Собой была довольна: не сидит сложа руки, не уповает на журавля в небе и не обжидается ещё каких-то (каких уж?!) пущих времён. Может, они и будут, и наступят когда-нибудь те времена — самые лучшие, самые благоприятные, но ей уж ждать невмоготу. Да и дождётся ли она? Век человеческий короток, и где ей положен предел — неведомо. Она своё отождала. Теперь — пора действовать! Теперь или уж никогда!
Щенятев и сам намекал ей на это и обращал её взор в иную сторону от Москвы — туда, где есть «кони похутче, нежели московские златокованые иноходцы». Знала она, где водятся эти кони и из какой реки пьют они воду, — из Волхова.
И опять воздала себе: без подсказок, сама, и давно уже, обратила туда свой взор. Правда, не всё пошло так, как задумывалось. Дмитрий Куракин по-своему повернул дело. Она и сама было засомневалась, но теперь все сомнения отброшены прочь. Помрёт Макарий, не помрёт, станет Пимен митрополитом, не станет — это теперь не имело для неё никакого значения. Она рассудила так: чем раньше придёт к Пимену её грамота, тем с большим доверием отнесётся он к ней и тем, быть может, быстрей удастся наладить с ним отношения, Л принять грамоту он примет! И доносить не станет! Она всё взвесила, всё продумала: не станет, потому что ему твёрдо, через крестное целование, будет обещано святительское место, и в случае успеха он его получит, а вот получит ли он это место от Ивана, даже за такую великую цену, как предательство, — этого Пимен не знает в не будет знать до самой последней минуты.
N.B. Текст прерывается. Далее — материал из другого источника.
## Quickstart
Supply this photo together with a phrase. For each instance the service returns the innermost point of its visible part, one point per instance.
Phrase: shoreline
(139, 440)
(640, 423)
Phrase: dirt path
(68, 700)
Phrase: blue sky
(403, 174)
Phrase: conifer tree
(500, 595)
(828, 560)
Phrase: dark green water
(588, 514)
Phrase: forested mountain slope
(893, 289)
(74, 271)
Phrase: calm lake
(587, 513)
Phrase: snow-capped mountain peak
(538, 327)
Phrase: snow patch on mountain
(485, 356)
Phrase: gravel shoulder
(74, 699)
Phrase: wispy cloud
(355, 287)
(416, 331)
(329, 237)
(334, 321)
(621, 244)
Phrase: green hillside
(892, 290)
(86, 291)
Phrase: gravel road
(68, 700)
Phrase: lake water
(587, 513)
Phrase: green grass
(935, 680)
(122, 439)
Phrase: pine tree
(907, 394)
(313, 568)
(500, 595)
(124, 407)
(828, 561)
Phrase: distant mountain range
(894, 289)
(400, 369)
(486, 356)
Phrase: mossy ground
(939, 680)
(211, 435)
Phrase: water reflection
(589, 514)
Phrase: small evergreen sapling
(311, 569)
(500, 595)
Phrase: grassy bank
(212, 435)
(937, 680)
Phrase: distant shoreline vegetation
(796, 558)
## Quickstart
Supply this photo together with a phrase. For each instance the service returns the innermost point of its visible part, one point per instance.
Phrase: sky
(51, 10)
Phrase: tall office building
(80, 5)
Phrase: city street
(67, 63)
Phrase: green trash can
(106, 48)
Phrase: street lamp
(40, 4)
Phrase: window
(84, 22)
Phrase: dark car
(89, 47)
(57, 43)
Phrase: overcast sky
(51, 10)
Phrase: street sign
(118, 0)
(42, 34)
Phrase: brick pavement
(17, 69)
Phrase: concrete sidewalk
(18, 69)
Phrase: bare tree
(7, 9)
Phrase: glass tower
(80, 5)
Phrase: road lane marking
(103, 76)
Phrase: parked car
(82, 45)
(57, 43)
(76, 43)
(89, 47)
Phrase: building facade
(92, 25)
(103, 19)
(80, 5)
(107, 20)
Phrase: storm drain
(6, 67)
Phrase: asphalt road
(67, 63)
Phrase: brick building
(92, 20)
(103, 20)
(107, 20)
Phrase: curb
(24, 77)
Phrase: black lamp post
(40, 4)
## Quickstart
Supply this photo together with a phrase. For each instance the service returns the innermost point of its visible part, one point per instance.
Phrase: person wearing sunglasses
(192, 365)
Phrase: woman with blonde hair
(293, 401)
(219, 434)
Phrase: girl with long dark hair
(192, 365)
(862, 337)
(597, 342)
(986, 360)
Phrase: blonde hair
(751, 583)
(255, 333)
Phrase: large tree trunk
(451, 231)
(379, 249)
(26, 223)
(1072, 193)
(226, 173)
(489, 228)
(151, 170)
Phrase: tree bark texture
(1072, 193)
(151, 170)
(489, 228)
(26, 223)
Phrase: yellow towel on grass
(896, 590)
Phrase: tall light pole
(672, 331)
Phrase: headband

А раз не будет знать, то и торопиться не будет: выждет, посмотрит, куда всё поворотится и к чему придёт, а обещание её придержит про запас — вдруг оно окажется последней и единственной возможностью взойти на святительский престол. А уж потом, что бы там ни случилось и как бы всё ни обернулось — даже если Иван и сделает его митрополитом, — доносить станет уже опасно, ибо каждый день промедления будет работать против него самого.
Евфросиния всё взвесила, всё продумала: не станет Пимен митрополитом, значит, будет с ней, а и станет — всё равно будет с ней, потому что нить, которая свяжет их, неразрываема. Избавиться от неё, покуда они живы и покуда жив Иван, почти невозможно — ни ей, ни ему. Но если для Пимена эта нить — путы, то для неё — вожжи, которыми она возьмётся управлять им. Правда, Евфросиния не обольщалась мыслью, что самому Пимену это будет непонятно, и не рассчитывала на это, да и не облукавить его она стремилась. Она знала, чем это чревато, и если сама готова была пойти на всё, не щадя даже жизни, то от других хотела единственного — чтоб понимали, на что идут, чтоб шли сознательно, влекомые своим, присным, а не чужим обманом, который всегда можно одолеть новым, более искусным и который, как и подкуп, всегда палка о двух концах. Того же самого она хотела и от Пимена (от него особенно!) и рассчитывала, что он сознательно станет на её сторону. Её посулы должны были только разбередить, подстегнуть, взмутить в нём то самое своё, присное; а у него имелись собственные счёты с Иваном. И крупные счёты! Кто-кто, а уж Пимен претерпел от Ивана немало. Не камень — глыба лежала в его душе! И вот эта глыба, а не её посулы, должна была склонить Пимена на её сторону. Она знала, как сильно в человеке чувство мести, — не то, слепое, яростное, окровавленное чувство, которое накатывается в первые мгновения после нанесённых обид и оскорблений, а то, что незримо тлеет в душе долгие годы, тлеет и не истлевает, — и вот это чувство способно толкнуть человека на что угодно, заставить его презреть любые опасности, даже смерть. Сама она давно презрела ee! А ведь её чувство могло и не быть самым сильным. Она допускала, что сила этого чувства мало зависит от степени причинённого зла. Одно-единственное бранное слово может заронить в душу такую обиду и такое чувство мести, что все силы земные и небесные померкнут перед ним. Всё зависит от того, какая душа, каков человек! Евфросинии казалось — Пимен из таких. На это она и рассчитывала.